Den Verband als links-grünes Luftfahrtbehinderungskonstrukt zu beschreiben, ist grundfalsch. Es stünde einer Qualitätszeitung wie der NZZ gut an, sich mit den Anliegen des Schutzverbandes sachlich auseinanderzusetzen. Wer das ehrlich tut, merkt, dass sie sehr wohl berechtigt sind. Die Vertreter der 65 Schutzverbandgemeinden - allesamt mit bürgerlicher Mehrheit - sind wiederholt von ihrer Bevölkerung in die Exekutive gewählt worden; auch damit sie sich für die Einhaltung der im Gesetz festgelegten Regeln zur Nachtruhe einsetzen. Gerade die Vertreter der Flughafengemeinden haben alles Interesse daran, eine ganzheitliche Flughafenpolitik zu fordern. Diese umfasst in erster Linie die Sicherheit und dann in zweiter Linie die wirtschaftlichen und gesundheitlichen Auswirkungen des Flughafenbetriebes auf die Flughafenregion.

Bezüglich der Überschreitung der Lärmbelastung dürfen die Gemeinden darauf hinweisen, dass die Zürcher Regierung bei der Volksabstimmung über den Zürcher Fluglärmindex (ZFI) in Kenntnis aller vom Kanton im Richtplan eingetragenen Siedlungsgebiete und der eingezonten Wohnzonen den Stimmberechtigten versprochen hat, dass die Anzahl der vom Fluglärm stark gestörten Personen nie 47 000 überschreiten würde. Auch darum hat die Bevölkerung dem regierungsrätlichen Gegenvorschlag mit dem ZFI zugestimmt und die Volksinitiative, die die Bewegungszahl bei 250 000 begrenzen wollte, abgelehnt. Nun einfach die Einwohnerinnen und Einwohner der Flughafenregion zu verspotten und ihnen das Wegziehen zu empfehlen, ist deshalb zynisch. Sollten denn 200 000 Personen aus der Flughafenregion in den Aargau und den Thurgau ziehen und dann jeden Tag das Pendlerchaos vergrössern? Ziel muss es bleiben, dass nahe den Arbeitsplätzen qualitativ hochwertiges Wohnen möglich ist. Das Versprechen mit den maximal 47 000 stark belasteten Personen könnte eingehalten werden, würden der technologische Fortschritt bei den Flugzeugen konsequent eingefordert, die Betriebszeiten eingehalten und der Betrieb konsequent nach Sicherheit, Wirtschaftlichkeit und Umweltfolgen ausgerichtet.

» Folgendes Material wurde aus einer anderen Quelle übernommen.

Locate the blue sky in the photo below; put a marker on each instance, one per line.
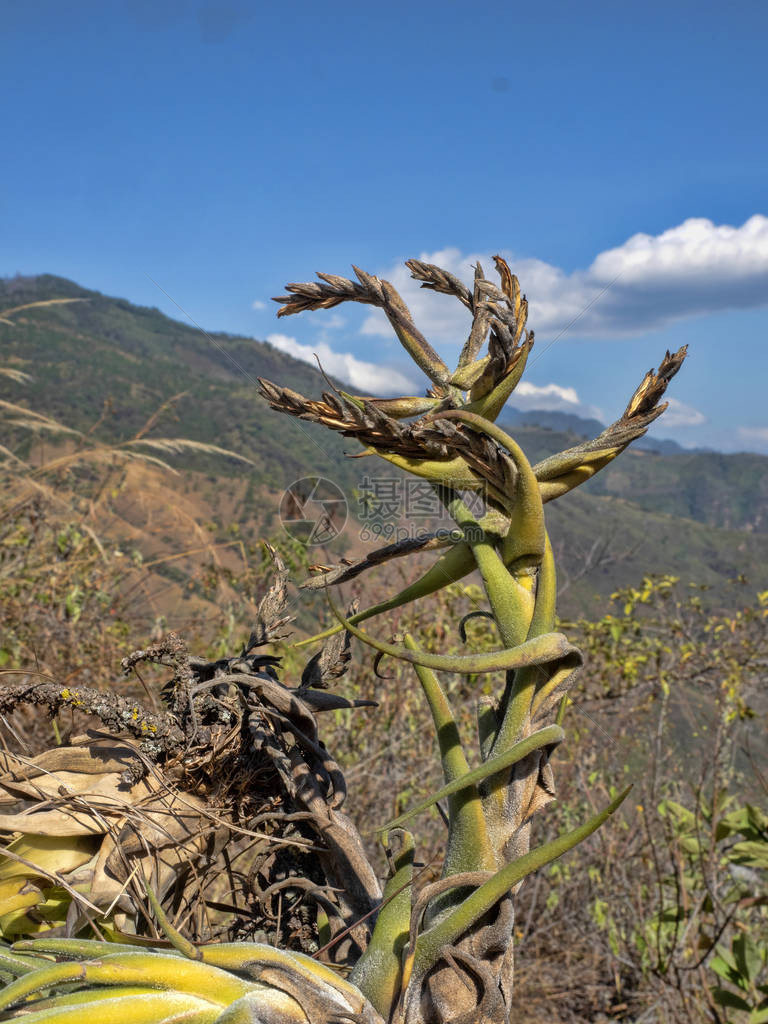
(198, 157)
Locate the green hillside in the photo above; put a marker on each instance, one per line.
(697, 515)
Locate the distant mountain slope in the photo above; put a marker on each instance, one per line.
(86, 352)
(698, 515)
(727, 491)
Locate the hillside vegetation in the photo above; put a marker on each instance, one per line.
(700, 515)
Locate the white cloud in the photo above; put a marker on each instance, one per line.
(365, 377)
(553, 398)
(680, 415)
(648, 282)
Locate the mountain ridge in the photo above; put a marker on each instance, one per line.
(708, 509)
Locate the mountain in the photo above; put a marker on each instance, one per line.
(725, 491)
(583, 427)
(697, 515)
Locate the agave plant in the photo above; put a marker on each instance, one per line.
(408, 955)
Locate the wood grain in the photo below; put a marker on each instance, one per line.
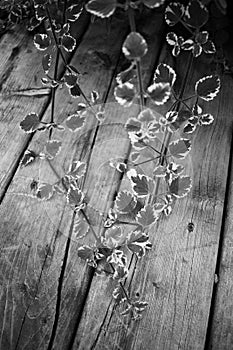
(177, 276)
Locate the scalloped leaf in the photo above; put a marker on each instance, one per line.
(165, 74)
(180, 148)
(142, 185)
(68, 42)
(173, 13)
(52, 148)
(180, 186)
(159, 93)
(135, 46)
(44, 191)
(196, 14)
(147, 216)
(73, 12)
(42, 41)
(101, 8)
(208, 87)
(75, 122)
(28, 158)
(125, 202)
(30, 123)
(124, 94)
(46, 62)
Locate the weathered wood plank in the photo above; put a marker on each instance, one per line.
(220, 335)
(21, 69)
(34, 242)
(177, 276)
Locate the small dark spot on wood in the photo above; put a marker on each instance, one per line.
(190, 227)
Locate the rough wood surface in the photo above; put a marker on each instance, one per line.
(177, 276)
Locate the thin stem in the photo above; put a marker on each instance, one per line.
(146, 161)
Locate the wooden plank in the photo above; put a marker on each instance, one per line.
(34, 242)
(177, 276)
(21, 69)
(220, 335)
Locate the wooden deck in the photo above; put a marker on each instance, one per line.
(50, 299)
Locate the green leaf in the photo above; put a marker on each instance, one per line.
(165, 74)
(125, 202)
(159, 93)
(101, 8)
(147, 216)
(42, 41)
(180, 148)
(44, 191)
(180, 186)
(208, 87)
(142, 185)
(124, 94)
(68, 42)
(135, 46)
(30, 123)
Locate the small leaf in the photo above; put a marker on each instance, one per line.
(73, 12)
(180, 148)
(173, 13)
(52, 148)
(146, 216)
(124, 94)
(153, 3)
(165, 74)
(180, 186)
(70, 79)
(42, 41)
(125, 202)
(138, 243)
(142, 185)
(208, 87)
(77, 169)
(133, 125)
(75, 196)
(28, 158)
(68, 42)
(30, 123)
(159, 93)
(101, 8)
(44, 191)
(196, 14)
(135, 46)
(75, 91)
(75, 122)
(46, 62)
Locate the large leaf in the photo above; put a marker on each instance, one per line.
(125, 202)
(159, 93)
(135, 46)
(101, 8)
(180, 186)
(124, 94)
(165, 74)
(147, 216)
(142, 185)
(180, 148)
(208, 87)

Das Bundesverwaltungsgericht hat den Flughafen am 30. Oktober 2013 verpflichtet, lenkungswirksame Lärmgebühren zu erheben. Dieses rechtskräftige Gerichtsurteil wird nun schlicht nicht vollzogen. Die Umsetzung des Bundesverwaltungsgerichtsurteils und die Einhaltung der gesetzlichen Nachtruhe von Bund und Kanton einzufordern, sind die Gemeindebehörden verpflichtet, und es darf durchaus gefragt werden, wie die Umweltbelastung in der Flughafenregion denn aussehen würde, wenn es den Schutzverband nicht gäbe. Der Schutzverband beschränkt sich nicht auf die betriebswirtschaftlichen Interessen einiger Luftfahrtunternehmen, sondern er bezieht im Interesse des Wohn-und Wirtschaftsraumes die volkswirtschaftlichen Auswirkungen umfassend in die Beurteilung der Luftfahrtpolitik ein. Das ist wichtig und gut so.

Thomas Hardegger ist Zürcher SP-Nationalrat und Gemeindepräsident von Rümlang.